The successive spring failures of several international banks, including the European Credit Suisse, put into query whether central banks will begin to ease their policy of rapidly raising rates of interest.
“I feel all of us consider, and we actually consider within the UK, that a very powerful thing we want to do is give attention to bringing inflation down,” Hunt said. “Once inflation comes down and also you get stability, you may start accelerating growth.”
As of Thursday, the Bank of England’s Monetary Policy Committee not expects the UK to enter recession this yr, with Governor Andrew Bailey defending that his “biggest update” of the forecast reflects the volatile economic landscape.
The central bank’s forecast marks an optimistic improvement over the image painted by the International Monetary Fund, which in late January predicted the UK could be the one “advanced economy” to contract in 2023, with an economic outlook worse than that of sanctions-hit Russia.
“I feel a variety of people expected the UK economy to contract, as a substitute it grew, just just a little bit, it grew over the quarter. I believed then and I think now that the UK will probably be resilient this yr,” Hunt said on Friday. “The larger picture is one that is encouraging for Britain”
Domestic affairs
High inflation has loomed on the horizon and has eased barely within the UK’s economic outlook as waves of employees from the transport, health and education sectors have taken to the streets demanding wage increases to fulfill rising household spending in recent months.

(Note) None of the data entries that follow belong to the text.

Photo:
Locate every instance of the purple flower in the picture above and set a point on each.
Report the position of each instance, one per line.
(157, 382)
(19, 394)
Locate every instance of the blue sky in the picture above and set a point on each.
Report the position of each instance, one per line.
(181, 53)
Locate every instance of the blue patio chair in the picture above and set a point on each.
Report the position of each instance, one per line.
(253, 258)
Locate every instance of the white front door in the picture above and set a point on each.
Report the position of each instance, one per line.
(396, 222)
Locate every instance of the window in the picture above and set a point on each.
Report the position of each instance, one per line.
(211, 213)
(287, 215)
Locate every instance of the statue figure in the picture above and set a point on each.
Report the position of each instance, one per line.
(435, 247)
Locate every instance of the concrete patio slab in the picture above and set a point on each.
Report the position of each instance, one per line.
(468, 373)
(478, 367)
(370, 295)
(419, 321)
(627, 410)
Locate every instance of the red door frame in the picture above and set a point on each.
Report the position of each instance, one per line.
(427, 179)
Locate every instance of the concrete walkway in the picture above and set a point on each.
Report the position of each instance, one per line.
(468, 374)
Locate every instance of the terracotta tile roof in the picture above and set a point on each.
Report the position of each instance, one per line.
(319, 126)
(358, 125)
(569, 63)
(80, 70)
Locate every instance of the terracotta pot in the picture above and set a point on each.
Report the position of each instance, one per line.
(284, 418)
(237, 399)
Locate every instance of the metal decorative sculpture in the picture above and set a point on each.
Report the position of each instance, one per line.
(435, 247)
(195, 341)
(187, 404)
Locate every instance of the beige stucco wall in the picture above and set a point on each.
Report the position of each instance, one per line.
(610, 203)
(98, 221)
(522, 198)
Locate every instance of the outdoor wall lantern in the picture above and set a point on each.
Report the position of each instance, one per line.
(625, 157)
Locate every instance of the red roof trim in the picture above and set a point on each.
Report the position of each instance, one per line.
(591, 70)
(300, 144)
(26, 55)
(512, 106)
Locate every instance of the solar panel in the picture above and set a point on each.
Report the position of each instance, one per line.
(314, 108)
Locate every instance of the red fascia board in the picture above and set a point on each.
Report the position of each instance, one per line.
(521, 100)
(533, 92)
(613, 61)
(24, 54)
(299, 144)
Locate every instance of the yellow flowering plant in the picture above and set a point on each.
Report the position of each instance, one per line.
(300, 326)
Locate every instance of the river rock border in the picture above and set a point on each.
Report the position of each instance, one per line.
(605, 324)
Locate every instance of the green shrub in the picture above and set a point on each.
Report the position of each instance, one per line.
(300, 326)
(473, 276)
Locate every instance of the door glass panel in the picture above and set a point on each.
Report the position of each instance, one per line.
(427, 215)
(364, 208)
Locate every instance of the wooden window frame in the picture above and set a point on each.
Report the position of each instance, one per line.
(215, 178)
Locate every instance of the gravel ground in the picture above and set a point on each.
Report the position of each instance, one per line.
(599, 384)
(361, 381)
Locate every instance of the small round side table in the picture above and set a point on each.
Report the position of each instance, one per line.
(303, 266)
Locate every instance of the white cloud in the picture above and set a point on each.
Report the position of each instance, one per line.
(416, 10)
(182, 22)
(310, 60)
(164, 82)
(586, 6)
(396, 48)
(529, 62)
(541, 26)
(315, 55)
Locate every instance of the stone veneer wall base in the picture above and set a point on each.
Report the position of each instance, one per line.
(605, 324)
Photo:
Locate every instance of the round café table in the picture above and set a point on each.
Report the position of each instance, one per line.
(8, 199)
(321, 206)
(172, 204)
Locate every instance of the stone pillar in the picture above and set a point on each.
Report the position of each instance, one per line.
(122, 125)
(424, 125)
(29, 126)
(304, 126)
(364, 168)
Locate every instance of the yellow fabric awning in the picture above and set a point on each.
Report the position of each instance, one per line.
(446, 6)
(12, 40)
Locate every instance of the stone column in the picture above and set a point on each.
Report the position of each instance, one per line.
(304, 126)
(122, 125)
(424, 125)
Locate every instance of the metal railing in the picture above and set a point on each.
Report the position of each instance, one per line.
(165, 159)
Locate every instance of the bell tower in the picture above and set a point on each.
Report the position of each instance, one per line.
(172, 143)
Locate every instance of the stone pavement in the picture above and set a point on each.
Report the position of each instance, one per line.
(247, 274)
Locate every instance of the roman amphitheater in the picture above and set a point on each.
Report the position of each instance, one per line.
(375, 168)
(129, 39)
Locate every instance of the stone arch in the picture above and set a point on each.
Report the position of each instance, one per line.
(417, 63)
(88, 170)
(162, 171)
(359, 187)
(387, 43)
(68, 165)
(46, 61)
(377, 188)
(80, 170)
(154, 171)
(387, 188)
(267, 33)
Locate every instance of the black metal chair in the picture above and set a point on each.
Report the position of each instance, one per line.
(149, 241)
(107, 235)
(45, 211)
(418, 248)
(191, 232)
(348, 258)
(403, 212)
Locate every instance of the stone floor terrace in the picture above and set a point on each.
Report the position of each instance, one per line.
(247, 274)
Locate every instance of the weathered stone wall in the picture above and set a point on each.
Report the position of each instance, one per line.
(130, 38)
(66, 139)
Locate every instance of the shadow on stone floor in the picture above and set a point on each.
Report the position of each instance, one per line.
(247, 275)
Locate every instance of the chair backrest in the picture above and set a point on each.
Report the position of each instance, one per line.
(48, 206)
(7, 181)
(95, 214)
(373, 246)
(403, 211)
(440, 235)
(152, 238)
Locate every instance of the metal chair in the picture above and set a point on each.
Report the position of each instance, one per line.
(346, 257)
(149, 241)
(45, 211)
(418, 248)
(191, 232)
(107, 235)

Hunt said negotiations to finish the strikes were ongoing, but he shrugged off wage increases as a cure-all.
“The one thing we cannot do, as you say, is comply with pay bounties that fuel inflation, because then we’ll only make things worse. And that made it a really difficult period for labor relations,” he said.

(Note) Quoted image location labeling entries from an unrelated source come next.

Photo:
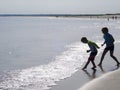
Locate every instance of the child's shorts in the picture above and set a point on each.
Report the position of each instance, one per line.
(111, 48)
(92, 55)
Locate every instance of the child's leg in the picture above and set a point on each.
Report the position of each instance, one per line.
(92, 61)
(103, 55)
(111, 54)
(86, 64)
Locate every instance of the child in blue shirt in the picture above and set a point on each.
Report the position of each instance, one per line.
(109, 41)
(93, 48)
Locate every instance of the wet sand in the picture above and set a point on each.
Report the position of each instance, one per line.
(81, 77)
(109, 81)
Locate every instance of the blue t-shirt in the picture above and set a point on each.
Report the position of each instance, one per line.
(109, 40)
(93, 46)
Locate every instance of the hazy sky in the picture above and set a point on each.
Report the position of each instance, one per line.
(59, 6)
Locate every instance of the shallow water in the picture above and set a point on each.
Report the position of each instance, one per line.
(35, 52)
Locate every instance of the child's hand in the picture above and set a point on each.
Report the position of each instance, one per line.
(88, 51)
(102, 44)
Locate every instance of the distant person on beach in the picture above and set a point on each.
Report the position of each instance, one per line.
(93, 49)
(109, 41)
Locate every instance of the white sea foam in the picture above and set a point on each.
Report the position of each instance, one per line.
(41, 77)
(44, 76)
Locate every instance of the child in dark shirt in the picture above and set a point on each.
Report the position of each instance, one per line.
(109, 41)
(93, 48)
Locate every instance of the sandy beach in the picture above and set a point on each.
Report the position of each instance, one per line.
(97, 78)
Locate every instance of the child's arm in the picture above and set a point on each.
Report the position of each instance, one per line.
(103, 44)
(96, 45)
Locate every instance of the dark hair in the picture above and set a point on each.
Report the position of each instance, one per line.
(83, 39)
(105, 30)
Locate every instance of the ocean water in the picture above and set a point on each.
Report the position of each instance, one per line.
(36, 52)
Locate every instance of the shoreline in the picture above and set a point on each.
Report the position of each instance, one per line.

Questions remain in regards to the extent to which UK consumers have experienced the complete extent of inflationary pressures, particularly within the housing sector. Hunt said Britain’s mortgage model – where buyers enter fixed-rate repayment plans, normally for 3 to 5 years – has partially saved the economy from further bruising and prevented house prices and mortgage rates from falling even further.
“Due to fixed-rate mortgages, there’s a time lag,” he said. “But there will probably be an effect because every month a certain number of individuals should renew their fixed-rate mortgages, which has a dampening effect on demand.”
In its April house price indexMortgage lender Halifax said UK house prices rose just 0.1% on an annualized basis last month, slowing from 1.6% in March and 10.9% in April 2022.